Cela dit, la ville côtière n’inspire pas que des sentiments funestes. Elle sert par exemple aussi de décor à l’une des séries télévisées les plus populaires outre-Atlantique,  » L World « . Ou les déboires en tranche d’une bande de copines homos habitant corps et âme la localité. Et quand bien même le désespoir coulerait une chape de plomb sur tout le district, il restera toujours des poches de liberté. Comme l’illustre l’éclosion inattendue du krumping, cette danse hybride mêlant mouvements hip-hop et chorégraphies tribales. Une explosion corporelle révélée par les images survitaminées de David Lachapelle dans  » Rize « . Filmant au plus près les corps en transe, le photographe montre avec une rare émotion comment ces jeunes des ghettos de L.A., ne pouvant compter que sur eux-mêmes, ont trouvé dans la danse une échappatoire aux gangs (qui s’abreuvent eux de rap saturé de testostérone) et un exutoire aux frustrations quotidiennes.

Un avant-goût du futur

Ce coup de projecteur est-il si surprenant ? Oui et non.

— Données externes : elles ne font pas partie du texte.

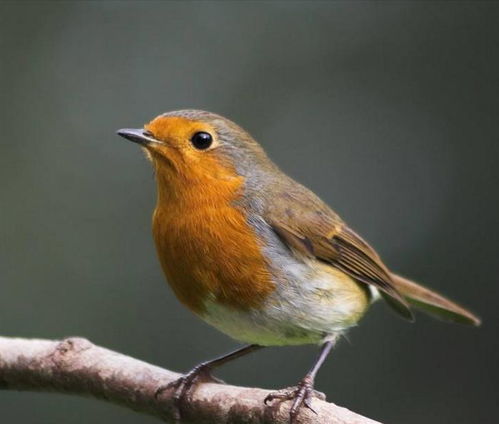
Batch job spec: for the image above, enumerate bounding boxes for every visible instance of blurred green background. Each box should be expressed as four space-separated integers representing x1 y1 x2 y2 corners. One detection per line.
0 1 499 424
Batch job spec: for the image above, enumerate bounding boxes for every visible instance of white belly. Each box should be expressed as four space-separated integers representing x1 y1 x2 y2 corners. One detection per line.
201 257 369 346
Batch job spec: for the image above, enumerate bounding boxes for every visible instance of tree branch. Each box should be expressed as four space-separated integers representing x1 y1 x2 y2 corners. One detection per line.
0 337 379 424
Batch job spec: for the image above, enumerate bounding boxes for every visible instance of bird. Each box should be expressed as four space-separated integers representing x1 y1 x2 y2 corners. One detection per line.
117 109 480 424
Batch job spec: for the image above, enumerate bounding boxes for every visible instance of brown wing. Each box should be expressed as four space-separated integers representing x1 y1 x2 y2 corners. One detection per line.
267 188 413 320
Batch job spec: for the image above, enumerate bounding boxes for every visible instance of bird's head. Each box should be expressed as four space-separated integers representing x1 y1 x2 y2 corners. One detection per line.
118 110 273 187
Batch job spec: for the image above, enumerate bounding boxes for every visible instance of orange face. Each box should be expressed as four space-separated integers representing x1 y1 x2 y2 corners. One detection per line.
139 116 274 313
144 116 233 179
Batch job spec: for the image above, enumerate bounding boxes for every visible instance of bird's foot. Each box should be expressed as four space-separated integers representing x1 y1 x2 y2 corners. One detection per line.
154 363 224 422
263 376 326 424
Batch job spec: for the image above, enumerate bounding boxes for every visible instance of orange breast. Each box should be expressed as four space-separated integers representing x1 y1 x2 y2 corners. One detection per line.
153 159 274 313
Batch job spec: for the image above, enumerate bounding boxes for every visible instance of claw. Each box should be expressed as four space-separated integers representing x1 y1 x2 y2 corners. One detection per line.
154 364 223 423
263 377 325 424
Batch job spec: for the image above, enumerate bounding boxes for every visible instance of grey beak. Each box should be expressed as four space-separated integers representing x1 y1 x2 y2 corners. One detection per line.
116 128 157 146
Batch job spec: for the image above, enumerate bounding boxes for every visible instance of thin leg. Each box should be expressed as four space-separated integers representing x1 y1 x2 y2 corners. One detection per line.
156 345 263 422
264 341 334 424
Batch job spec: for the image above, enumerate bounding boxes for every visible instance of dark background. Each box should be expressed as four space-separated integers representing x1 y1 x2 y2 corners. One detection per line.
0 1 499 424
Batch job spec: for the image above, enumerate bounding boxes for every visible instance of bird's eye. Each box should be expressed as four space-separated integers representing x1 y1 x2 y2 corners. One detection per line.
191 131 213 150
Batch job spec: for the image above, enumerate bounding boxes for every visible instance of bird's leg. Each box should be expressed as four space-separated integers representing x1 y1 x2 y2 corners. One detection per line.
264 341 334 424
155 345 263 422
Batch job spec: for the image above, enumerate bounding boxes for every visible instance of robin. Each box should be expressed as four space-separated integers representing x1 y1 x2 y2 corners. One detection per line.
118 110 480 423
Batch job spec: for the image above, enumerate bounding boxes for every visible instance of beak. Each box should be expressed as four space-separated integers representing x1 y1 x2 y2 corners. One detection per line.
116 128 158 146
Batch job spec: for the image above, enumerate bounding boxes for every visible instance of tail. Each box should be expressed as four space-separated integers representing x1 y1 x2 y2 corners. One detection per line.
391 274 481 326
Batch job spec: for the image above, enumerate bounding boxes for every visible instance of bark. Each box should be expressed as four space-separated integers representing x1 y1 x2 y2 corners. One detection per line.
0 337 379 424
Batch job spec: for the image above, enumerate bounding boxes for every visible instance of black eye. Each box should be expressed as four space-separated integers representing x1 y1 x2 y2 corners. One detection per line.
191 131 213 150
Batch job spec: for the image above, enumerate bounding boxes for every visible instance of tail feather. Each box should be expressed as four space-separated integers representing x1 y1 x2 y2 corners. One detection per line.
391 274 481 326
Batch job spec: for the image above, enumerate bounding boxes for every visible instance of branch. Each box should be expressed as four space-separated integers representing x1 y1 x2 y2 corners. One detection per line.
0 337 380 424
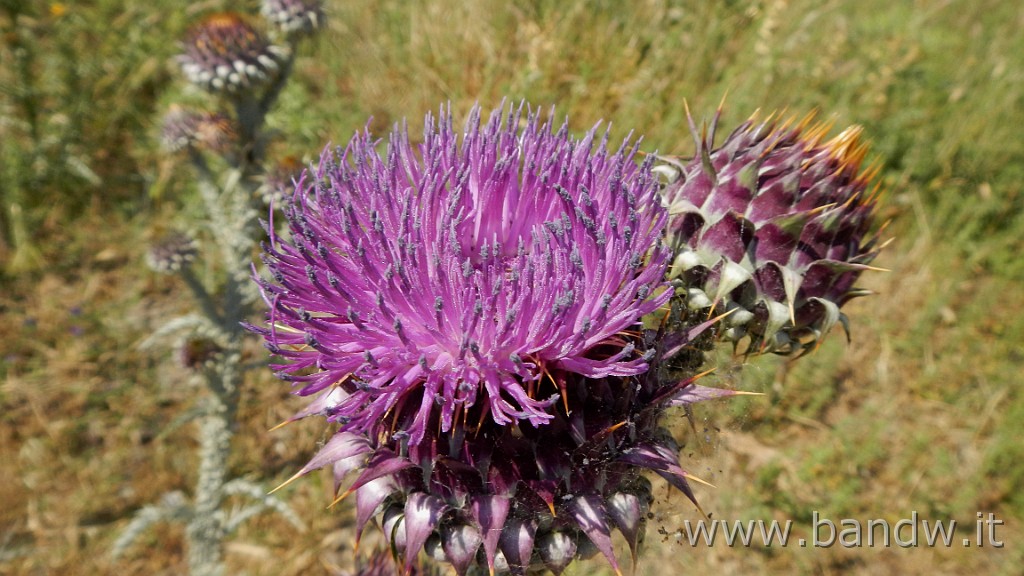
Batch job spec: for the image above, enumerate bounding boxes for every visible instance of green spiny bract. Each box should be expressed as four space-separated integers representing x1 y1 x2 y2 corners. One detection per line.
655 111 880 355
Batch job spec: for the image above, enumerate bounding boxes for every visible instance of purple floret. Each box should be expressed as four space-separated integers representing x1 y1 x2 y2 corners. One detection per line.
253 101 671 445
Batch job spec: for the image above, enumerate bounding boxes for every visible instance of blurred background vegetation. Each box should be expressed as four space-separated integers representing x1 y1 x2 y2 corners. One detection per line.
0 0 1024 575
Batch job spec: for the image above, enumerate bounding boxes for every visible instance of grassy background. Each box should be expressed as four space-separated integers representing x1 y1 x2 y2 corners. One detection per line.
0 0 1024 574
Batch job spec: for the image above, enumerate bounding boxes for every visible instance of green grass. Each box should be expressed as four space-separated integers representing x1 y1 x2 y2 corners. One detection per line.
0 0 1024 574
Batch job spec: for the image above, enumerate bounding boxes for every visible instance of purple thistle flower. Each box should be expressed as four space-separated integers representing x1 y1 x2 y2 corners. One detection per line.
253 101 671 446
161 106 238 152
260 0 324 36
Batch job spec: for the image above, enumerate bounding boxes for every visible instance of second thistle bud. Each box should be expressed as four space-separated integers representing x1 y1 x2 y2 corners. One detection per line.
178 12 288 94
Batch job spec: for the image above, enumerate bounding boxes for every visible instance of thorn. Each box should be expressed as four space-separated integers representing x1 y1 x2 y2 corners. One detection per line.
266 470 305 496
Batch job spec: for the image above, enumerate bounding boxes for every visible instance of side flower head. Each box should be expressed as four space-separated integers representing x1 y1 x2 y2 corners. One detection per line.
655 105 880 355
253 100 671 446
178 12 288 94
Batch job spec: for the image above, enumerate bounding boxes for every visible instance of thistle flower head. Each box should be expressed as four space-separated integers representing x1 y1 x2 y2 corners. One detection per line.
178 12 288 94
260 0 324 36
145 231 199 274
160 106 237 152
655 105 878 354
253 107 757 574
253 101 671 446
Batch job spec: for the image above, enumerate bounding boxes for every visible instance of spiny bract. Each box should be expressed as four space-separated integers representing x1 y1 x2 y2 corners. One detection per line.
654 105 879 355
253 107 733 574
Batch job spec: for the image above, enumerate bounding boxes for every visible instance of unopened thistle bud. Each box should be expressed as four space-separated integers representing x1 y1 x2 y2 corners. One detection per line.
178 12 288 94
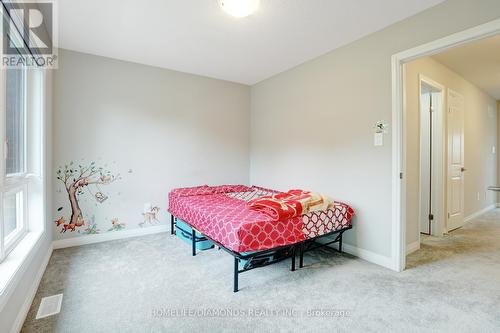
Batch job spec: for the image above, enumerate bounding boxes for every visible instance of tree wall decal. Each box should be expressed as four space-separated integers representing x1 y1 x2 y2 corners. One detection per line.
56 161 121 233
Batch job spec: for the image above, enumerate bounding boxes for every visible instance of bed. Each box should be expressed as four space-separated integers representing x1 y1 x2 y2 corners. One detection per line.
168 185 354 292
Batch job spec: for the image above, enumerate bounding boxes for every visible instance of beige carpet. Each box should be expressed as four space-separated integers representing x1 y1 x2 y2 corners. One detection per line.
23 210 500 333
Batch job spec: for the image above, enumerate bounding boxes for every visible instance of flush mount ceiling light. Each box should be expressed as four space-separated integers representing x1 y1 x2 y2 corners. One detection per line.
219 0 260 17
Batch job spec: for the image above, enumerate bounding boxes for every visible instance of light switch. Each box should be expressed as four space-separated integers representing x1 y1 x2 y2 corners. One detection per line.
373 133 384 147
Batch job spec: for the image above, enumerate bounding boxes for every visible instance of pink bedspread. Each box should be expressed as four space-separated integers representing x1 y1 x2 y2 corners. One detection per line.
168 185 354 252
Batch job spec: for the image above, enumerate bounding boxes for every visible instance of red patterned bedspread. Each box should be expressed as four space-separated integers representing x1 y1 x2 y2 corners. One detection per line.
168 185 354 252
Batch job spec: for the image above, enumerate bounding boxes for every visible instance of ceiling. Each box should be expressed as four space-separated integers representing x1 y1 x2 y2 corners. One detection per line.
58 0 443 84
433 35 500 100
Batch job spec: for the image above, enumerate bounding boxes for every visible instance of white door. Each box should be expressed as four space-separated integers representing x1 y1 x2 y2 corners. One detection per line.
420 89 432 234
447 89 465 231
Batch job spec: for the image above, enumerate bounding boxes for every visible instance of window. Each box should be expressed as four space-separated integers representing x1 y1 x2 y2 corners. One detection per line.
0 69 44 262
5 69 26 175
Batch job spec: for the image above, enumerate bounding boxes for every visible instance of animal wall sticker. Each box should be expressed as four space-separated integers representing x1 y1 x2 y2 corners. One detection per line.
55 161 120 234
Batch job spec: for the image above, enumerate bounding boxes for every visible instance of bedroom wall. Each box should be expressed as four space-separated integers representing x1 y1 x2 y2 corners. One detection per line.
406 57 497 244
51 50 250 243
250 0 500 266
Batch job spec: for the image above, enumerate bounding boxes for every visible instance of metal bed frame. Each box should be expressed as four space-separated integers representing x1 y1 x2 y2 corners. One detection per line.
170 214 352 292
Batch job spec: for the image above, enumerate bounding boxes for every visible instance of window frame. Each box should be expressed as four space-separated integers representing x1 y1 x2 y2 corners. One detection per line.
0 69 30 263
2 68 28 179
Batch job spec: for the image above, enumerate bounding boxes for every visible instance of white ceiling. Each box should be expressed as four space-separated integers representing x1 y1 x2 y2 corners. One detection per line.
433 35 500 100
58 0 443 84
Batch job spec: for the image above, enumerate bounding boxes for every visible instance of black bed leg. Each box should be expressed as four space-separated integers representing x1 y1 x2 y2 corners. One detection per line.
191 229 196 257
170 215 174 235
299 244 305 268
233 258 239 292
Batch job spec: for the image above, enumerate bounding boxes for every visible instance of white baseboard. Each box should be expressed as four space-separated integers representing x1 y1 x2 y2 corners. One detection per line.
10 245 52 333
342 243 394 270
52 224 170 249
464 204 498 223
406 241 420 255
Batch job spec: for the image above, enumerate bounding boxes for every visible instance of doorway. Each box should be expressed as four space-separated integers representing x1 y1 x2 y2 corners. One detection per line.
391 19 500 271
419 75 446 237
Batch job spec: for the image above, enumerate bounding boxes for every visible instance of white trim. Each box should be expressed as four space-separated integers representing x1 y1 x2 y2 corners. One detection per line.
10 245 53 333
342 243 393 269
0 232 44 312
406 241 420 255
464 204 498 224
52 224 170 249
418 74 447 237
391 19 500 271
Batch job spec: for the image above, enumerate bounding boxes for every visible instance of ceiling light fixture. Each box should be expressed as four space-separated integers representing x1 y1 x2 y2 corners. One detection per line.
219 0 260 17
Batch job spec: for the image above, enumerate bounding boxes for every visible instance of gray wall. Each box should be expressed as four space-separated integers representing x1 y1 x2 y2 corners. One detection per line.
52 50 250 240
250 0 500 257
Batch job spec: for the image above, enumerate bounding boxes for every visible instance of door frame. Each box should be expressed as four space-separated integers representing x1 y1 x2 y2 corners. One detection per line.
445 88 465 232
391 19 500 271
418 74 447 244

Los Angeles n’a jamais vraiment cherché à être à la page. La ville est bien sortie de l’ombre ici et là, mais uniquement quand les préoccupations de ses acteurs rencontraient l’air du temps. Ce fut le cas pendant la période hippie dans les années 1970. Ce l’est à nouveau aujourd’hui. Presque pour des raisons similaires d’ailleurs. Car ce qui fascinait à l’époque comme aujourd’hui les faiseurs de tendances, c’est la brise contestataire qui balaie en permanence cette ville tournée vers le présent et l’avenir plus que vers le passé. Cette vague libertaire, qui s’exprime aussi bien par la violence que la trivialité ou l’humour, imprègne la littérature du sérail, représentée par des auteurs comme John Fante, James Ellroy ou Bret Easton Ellis, et plus significativement encore tous les arts plastiques. A ce propos, l’exposition en cours au centre Pompidou (*), à Paris, tombe à pic pour remettre les pendules à l’heure. En dressant le panorama de l’activité artistique à L.A. entre 1955 et 1985, cette rétrospective nous plonge dans un fabuleux bouillon expérimental. L’audace qui transpire des assemblages (Berman, Kauffman…), des installations (McCarthy, Leavitt ou Shaw) ou des peintures (David Hockney ou Ed Ruscha, encore lui) ferait presque passer les performances en vogue aujourd’hui pour des enfantillages. Les clés du succès actuel se trouvent déjà là, au milieu de cette fièvre créatrice échappant aux circuits traditionnels de l’art, car trop radicale, trop avant-gardiste, trop éclatée.  » Los Angeles est une force alternative à New York, un lieu de bouillonnement et de multiplicité artistique « , peut-on lire dans l’introduction à l’exposition. La scène culturelle bat au rythme de la ville, ce magma complexe, dense, métissé et imprévisible. Ce qui fait de L.A. une fenêtre ouverte sur le monde de demain…

(*) Los Angeles 1955-1985, centre Pompidou, à Paris. Jusqu’au 17 juillet prochain. Fermé les mardis.